What: ONERULER is a multilingual benchmark testing long-context language models across 26 languages using seven synthetic tasks. These include five needle-in-a-haystack variants and two aggregation tasks, evaluated at context lengths of 8,000, 32,000, 64,000, and 128,000 tokens. The benchmark introduces a novel feature allowing for nonexistent needles, where models must identify when no answer exists.
When: The research paper was submitted on March 3, 2025, with subsequent revisions in August and September 2025. It was published at the Conference on Language Modeling (COLM) 2025.

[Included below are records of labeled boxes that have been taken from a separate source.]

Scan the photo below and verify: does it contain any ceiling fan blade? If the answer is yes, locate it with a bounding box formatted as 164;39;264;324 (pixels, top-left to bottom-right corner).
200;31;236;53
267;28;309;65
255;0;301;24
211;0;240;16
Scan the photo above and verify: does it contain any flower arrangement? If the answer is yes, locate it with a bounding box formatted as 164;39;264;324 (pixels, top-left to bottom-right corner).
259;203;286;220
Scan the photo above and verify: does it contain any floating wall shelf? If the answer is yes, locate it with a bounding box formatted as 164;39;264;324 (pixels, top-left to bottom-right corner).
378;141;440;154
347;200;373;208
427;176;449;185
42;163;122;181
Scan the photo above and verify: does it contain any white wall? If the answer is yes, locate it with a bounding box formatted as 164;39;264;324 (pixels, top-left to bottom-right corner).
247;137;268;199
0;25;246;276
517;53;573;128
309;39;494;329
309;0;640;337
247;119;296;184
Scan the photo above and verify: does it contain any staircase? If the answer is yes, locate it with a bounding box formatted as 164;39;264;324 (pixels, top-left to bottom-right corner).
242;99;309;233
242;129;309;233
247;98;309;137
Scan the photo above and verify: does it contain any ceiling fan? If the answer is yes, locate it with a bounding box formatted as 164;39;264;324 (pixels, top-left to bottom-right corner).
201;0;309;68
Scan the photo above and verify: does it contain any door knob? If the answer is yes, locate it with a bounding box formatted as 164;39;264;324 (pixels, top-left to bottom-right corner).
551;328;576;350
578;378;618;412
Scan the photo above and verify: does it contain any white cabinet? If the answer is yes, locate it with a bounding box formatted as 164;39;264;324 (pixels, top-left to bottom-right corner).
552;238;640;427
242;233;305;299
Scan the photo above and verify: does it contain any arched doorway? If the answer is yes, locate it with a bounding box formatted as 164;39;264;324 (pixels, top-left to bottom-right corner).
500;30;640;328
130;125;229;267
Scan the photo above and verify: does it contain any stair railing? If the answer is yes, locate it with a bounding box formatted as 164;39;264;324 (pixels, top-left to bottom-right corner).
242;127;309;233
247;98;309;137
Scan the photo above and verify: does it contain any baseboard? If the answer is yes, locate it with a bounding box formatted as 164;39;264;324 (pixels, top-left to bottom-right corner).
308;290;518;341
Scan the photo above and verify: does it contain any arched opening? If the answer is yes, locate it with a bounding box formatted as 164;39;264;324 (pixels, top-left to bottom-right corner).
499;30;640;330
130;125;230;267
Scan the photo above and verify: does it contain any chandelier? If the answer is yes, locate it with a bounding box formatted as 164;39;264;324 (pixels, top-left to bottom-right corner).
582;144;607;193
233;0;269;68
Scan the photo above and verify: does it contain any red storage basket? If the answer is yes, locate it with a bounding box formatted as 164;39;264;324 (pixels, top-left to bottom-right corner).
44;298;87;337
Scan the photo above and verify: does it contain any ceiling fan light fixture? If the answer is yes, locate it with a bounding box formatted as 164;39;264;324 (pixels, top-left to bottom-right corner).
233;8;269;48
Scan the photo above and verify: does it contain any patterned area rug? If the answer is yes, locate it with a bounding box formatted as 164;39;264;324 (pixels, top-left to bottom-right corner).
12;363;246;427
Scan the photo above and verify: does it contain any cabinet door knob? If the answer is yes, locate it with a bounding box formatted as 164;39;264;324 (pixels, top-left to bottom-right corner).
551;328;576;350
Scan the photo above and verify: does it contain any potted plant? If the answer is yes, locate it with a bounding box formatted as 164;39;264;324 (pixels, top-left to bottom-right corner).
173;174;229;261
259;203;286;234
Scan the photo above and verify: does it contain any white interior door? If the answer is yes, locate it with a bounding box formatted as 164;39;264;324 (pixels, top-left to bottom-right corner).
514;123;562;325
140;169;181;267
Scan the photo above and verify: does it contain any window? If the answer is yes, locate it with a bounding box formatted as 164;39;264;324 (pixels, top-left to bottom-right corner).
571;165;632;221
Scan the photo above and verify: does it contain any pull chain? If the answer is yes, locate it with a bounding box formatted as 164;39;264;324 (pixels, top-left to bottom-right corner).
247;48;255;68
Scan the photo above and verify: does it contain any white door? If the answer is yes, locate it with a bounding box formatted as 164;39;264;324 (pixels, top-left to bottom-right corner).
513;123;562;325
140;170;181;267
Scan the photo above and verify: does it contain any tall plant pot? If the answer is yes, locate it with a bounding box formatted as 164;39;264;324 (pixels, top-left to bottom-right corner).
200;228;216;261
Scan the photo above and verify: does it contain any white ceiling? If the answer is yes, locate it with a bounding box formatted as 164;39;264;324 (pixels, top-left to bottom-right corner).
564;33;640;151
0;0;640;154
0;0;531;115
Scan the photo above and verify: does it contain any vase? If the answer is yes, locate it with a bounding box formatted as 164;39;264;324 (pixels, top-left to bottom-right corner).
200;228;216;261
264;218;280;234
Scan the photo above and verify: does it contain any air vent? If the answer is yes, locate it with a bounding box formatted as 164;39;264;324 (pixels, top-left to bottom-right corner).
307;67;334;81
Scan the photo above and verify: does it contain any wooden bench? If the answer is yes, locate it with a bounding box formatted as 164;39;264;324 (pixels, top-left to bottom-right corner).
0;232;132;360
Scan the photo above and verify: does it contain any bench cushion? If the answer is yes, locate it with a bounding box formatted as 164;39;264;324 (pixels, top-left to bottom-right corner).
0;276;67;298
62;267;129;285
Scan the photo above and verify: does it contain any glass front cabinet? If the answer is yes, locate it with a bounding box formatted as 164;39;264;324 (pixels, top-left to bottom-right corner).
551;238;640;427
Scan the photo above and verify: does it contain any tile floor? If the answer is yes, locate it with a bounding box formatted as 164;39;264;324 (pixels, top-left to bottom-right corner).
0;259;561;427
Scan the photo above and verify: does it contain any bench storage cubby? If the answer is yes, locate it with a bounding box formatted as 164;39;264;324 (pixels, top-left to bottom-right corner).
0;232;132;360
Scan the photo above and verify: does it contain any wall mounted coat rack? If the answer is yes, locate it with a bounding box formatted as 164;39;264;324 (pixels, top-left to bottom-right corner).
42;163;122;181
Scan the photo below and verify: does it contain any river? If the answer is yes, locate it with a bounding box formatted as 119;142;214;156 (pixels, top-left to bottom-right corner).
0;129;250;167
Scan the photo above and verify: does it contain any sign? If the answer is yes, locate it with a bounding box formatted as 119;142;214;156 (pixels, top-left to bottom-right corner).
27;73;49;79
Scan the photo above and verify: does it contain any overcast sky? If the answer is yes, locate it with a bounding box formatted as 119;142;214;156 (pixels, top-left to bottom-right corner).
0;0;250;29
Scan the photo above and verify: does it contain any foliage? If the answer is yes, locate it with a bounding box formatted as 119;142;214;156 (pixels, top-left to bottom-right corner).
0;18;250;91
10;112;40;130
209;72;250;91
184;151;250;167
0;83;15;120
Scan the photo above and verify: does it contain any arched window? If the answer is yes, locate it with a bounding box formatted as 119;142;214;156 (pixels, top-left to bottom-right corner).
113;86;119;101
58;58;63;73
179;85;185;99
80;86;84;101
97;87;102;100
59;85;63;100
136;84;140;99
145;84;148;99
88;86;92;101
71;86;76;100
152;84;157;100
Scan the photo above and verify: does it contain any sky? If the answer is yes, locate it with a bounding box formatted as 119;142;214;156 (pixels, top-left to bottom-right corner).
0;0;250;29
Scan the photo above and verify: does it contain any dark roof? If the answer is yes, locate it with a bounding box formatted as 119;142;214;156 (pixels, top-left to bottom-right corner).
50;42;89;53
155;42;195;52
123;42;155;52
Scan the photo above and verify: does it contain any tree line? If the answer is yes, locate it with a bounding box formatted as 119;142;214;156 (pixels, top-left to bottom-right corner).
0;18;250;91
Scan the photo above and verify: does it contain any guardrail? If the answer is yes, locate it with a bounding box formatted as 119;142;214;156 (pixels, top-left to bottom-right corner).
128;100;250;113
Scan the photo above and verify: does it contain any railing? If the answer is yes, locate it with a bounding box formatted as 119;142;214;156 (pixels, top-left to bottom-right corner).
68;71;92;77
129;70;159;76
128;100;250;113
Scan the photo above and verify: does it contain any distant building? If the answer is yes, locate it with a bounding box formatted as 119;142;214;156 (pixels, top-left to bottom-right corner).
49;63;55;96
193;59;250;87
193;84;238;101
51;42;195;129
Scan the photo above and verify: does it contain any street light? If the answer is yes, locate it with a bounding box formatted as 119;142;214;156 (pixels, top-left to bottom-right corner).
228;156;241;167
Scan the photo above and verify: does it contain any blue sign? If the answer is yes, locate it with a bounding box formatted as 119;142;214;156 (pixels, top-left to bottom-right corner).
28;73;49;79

Where: The benchmark evaluates models globally across 26 languages representing diverse language families and writing systems, including Latin, Cyrillic, Hanzi, Kanji/Kana, Hangul, Perso-Arabic, Tamil, and Devanagari scripts. Languages span five continents and range from high-resource languages with millions of Wikipedia articles to low-resource languages with fewer than 2,000 articles.
Why: The research addresses a critical gap in understanding how language models perform with long contexts across multiple languages, moving beyond English-only or limited multilingual evaluations. The findings matter for developing more equitable AI systems, improving multilingual training pipelines, and informing international marketing strategies that increasingly rely on AI-powered tools across diverse linguistic markets.